Somatic hypermutations in the immunoglobulin genes of two new human lymphoma lines of lymphatic follicle origin.

Variable immunoglobulin heavy‐chain regions (VDJ) of two newly established human lymphoma cell lines (HF‐1 and HF‐4) were sequenced. The most homologous germline VH gene found for both the HF‐1 and HF‐4 sequences was VH26 of the VH3a (V gene) family (82% and 91 % homologies, respectively). The JH region of the HF‐4 heavy‐chain sequence contained two nucleotide differences compared to the published germline JH3 gene. The DHJH region of the HF‐1 gene had a record high number (20%) of somatic mutations.

The Effect of Microenvironmental CD40 Signals on TRAIL- and Drug-induced Apoptosis in Follicular Lymphoma Cells

Follicular lymphoma (FL) cells are malignant counterparts of germinal centre (GC) B cells. Microenvironment of FL B cells has an important role in the progression of FL and might also have an impact on the treatment of FL. CD40 is an important mediator of microenvironmental survival signals in GCs. Here we studied responses of CD40 signalling on TRAIL‐, dexamethasone‐ and doxorubicin‐induced apoptosis in three human FL cell lines. In two of the FL cell lines, CD40 protected cells from apoptosis which was entirely dependent on the activation of NF‐κB. In one of the FL cell lines, CD40 induced apoptosis itself. However, inhibition of NF‐κB induced apoptosis in all three FL cell lines. Therefore, our results indicate that inhibitors of NF‐κB or critical downstream anti‐apoptotic targets of NF‐κB instead of blocking CD40 antibodies in combination with TRAIL or other cytotoxic agents should be considered in the treatment of FL in order to prevent the protective effect of the microenvironment.

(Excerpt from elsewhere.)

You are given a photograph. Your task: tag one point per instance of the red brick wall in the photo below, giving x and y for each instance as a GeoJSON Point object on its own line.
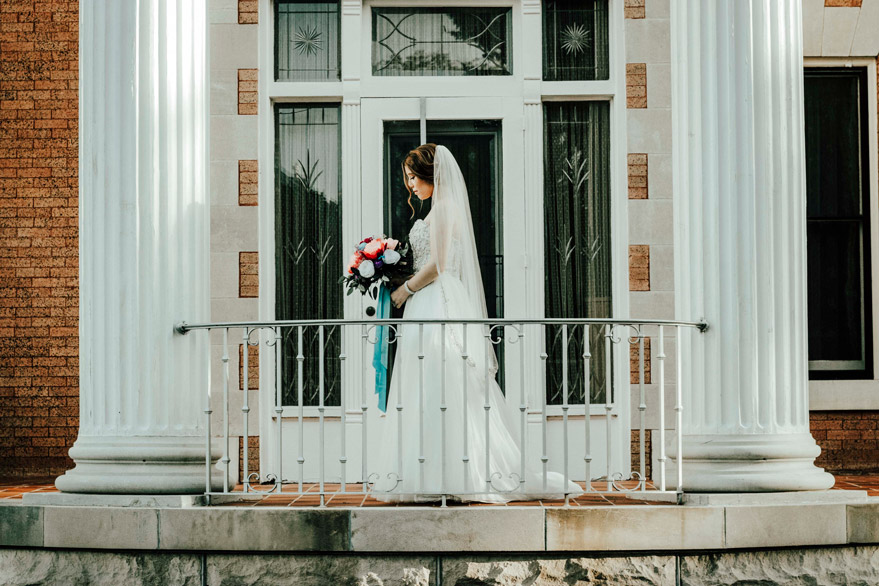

Differential Expression of Bcl-2 Family Proteins Determines the Sensitivity of Human Follicular Lymphoma Cells to Dexamethasone-mediated and Anti-BCR-mediated Apoptosis.

Bcl-2 family comprises proapoptotic and antiapoptotic proteins. The balance between these proteins is critical for the survival of the cells. Overexpression of the antiapoptotic protein, Bcl-2, is the hallmark of follicular lymphoma (FL). High expression of Bcl-2 provides survival advantage and may facilitate chemotherapeutic resistance in FL. In the present study, we examined expression profile of Bcl-2 family proteins such as Bcl-2, Bcl-xL, and Bim in human FL cell lines, HF1A3 and HF28. We assessed the correlation between the expression levels of these proteins and cells’ sensitivity to dexamethasone (Dex)-mediated and B-cell receptor (BCR)-mediated apoptosis. Here, we show that Dex and anti-BCR-induced synergistic apoptosis which correlated with significant downregulation of Bcl-xL, inhibition of ERK1/2 phosphorylation and accumulation of nonphosphorylated Bim. However, HF28 cells were less sensitive than HF1A3 cells to Dex-induced and anti-BCR-induced apoptosis due to high Bcl-2 protein level. It is interesting to note that, a Bcl-2-specific inhibitor, ABT-199, sensitized HF28 cells to Dex-induced or anti-BCR-induced apoptosis. In addition, overexpression of Bcl-xL prevented Dex-mediated, anti-BCR-mediated, and ABT-199-mediated apoptosis, indicating that mitochondria were involved. In conclusion, these data show that the expression levels of Bcl-2 family proteins may serve to predict tumor response to BH3 mimetics and the sensitivity of FL cells to Dex-induced and anti-BCR-induced apoptosis. Moreover, our results show that BCR-targeted apoptosis might have therapeutic benefit against FL and B-cell lymphomas.